Wednesday 8 June 2022 by Jo Clifton
Members of the city’s Living Wage Working Group on Tuesday called on the City Council to raise the city’s living wage to $22 an hour for the upcoming fiscal year. They said the pay should apply to all regular and temporary city employees, except for summer youth program employees, regardless of position or number of hours worked.
Council members Vanessa Fuentes, Ann Kitchen, Chito Vela, Kathie Tovo and Pio Renteria have already signed a resolution on the June 16 agenda calling on the city manager to introduce a $22/hour living wage in next year’s budget .
The current living wage is $15 an hour and has not changed since 2018. The city government increased employee wages to $15 in 2015 on the recommendation of the Living Wage Working Group.
The human resources department convened the working group again this year and asked for recommendations on a living wage. According to staff calculations, providing a minimum wage of $22 would cost the city between $18.2 million and $22.8 million, not including police wages.
Carol Guthrie, executive director of AFSCME Local 1624, told the council during its working session that it was time to increase wages so the city could meet the demands of the public and its own employees. With inflation, gas prices and rising housing costs, Austin city employees are suffering and underpaid, she said.
While the city raised its minimum wage to $15 in 2018, it failed to raise that amount further, which should have been $16.83 the following year.
According to filings provided by the city, the city had more than 2,474 job openings at the end of April, compared to about 1,559 on May 1, 2019. The job openings include 78 at Austin Resource Recovery, 266 at Austin Energy and 96 in Public Works, 237 at Aviation, 133 at Parks and Recreation, 357 at Police, 198 at Emergency Medical Services, and 126 Firefighters.
City employees are suffering, Guthrie said, with some working so much overtime that they’ve injured themselves and ended up on the disabled list.
City leaders did not foresee the pandemic, nor did they foresee the freeze. “And those added stressors have played a big part in where we are today. But there must be something. We need more workers. We cannot hire workers. Those who work here – they’re done, they’re used up. they need your help We have to be competitive. We need to raise wages for these workers.” The private sector is now hiring at $20 an hour, Guthrie said, and the city is unable to keep up.
Rachel Melendes of UNITE HERE, the union representing some airport workers, said working at the airport is “too stressful. They’re overwhelmed,” she said, noting that many airport workers arrive at 3:30 a.m. and leave at noon. “And despite their hard work, they are unable to support their families on city wages.”
Workers Defense’s Fabiola Barreto said her group observed that “the people who build the city don’t reap any of the benefits. They’re moving to Buda and Kyle” because they can’t afford to live in Austin.

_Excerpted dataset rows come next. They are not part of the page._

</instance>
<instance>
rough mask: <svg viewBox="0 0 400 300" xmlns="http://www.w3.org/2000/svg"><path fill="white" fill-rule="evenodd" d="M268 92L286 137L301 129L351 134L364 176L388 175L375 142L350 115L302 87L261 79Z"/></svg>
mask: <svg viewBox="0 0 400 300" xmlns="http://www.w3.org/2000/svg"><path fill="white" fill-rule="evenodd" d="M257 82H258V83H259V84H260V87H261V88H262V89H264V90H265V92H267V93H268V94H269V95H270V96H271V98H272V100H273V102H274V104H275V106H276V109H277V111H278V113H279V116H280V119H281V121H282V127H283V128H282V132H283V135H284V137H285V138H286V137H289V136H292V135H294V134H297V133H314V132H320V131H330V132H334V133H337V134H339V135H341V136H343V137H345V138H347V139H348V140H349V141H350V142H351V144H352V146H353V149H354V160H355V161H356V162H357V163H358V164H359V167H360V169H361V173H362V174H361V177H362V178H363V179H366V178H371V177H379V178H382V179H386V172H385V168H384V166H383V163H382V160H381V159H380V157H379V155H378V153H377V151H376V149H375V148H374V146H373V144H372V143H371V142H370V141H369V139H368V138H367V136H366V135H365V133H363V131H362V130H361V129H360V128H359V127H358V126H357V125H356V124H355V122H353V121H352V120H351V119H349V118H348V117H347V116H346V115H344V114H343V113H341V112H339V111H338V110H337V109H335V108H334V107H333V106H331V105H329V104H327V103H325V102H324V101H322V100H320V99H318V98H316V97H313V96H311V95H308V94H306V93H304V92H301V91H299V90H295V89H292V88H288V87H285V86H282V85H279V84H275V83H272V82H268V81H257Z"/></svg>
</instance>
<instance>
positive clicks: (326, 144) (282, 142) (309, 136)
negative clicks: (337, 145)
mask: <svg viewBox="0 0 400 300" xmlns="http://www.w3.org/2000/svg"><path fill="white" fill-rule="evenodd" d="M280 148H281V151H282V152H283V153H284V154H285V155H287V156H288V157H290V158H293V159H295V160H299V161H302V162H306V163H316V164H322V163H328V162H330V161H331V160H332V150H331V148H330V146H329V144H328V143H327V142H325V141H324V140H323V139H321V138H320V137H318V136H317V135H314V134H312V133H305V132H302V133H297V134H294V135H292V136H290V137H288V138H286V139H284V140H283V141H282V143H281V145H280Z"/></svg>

To make matters worse, every council member is aware of the fact that, by state law, they can’t levy taxes above 3.5 percent without voter consent.
Council member Natasha Harper-Madison spoke in favor of the wage proposal. She said she is telling people in her district that if prices go higher, they should be ready to move out of Austin. It’s better than waiting for rent to be missed, she said.
Councilor Alison Alter told colleagues she would support a wage increase but could not commit to a specific number. She said: “The competitiveness of our workforce is a top priority.”
Kitchen said her goal is to reach $22, as recommended by the working group. She said it’s especially important that the public understand the compromises city government may have to make in order to pay the amount workers need. She told City Manager Spencer Cronk, “Bring us to $22. If you can’t get us down to $22…tell us why.”
Guthrie told that Austin Monitor after the meeting that she and other members of the working group would be at next week’s council meeting to push for the adoption of the $22-an-hour resolution. However, she said she was concerned that the task force went to so much trouble seven years ago to tell the city to raise wages, but its recommendations were not implemented after the city raised the living wage to $15 -dollar had raised.
Guthrie said she and others are ready to fight for her wage proposal. In addition to AFSCME, other group members include representatives from Central Texas Interfaith, Workers Defense Project, Laborers’ International Union 1095, IBEW Local 520, Austin Chapter of General Contractors, Plumbers Local 286, Greater Austin Hispanic Chamber of Commerce, the Austin LGBT Chamber , UNITE HERE, Local Progress, Texas Antipoverty Project and the Equal Justice Center.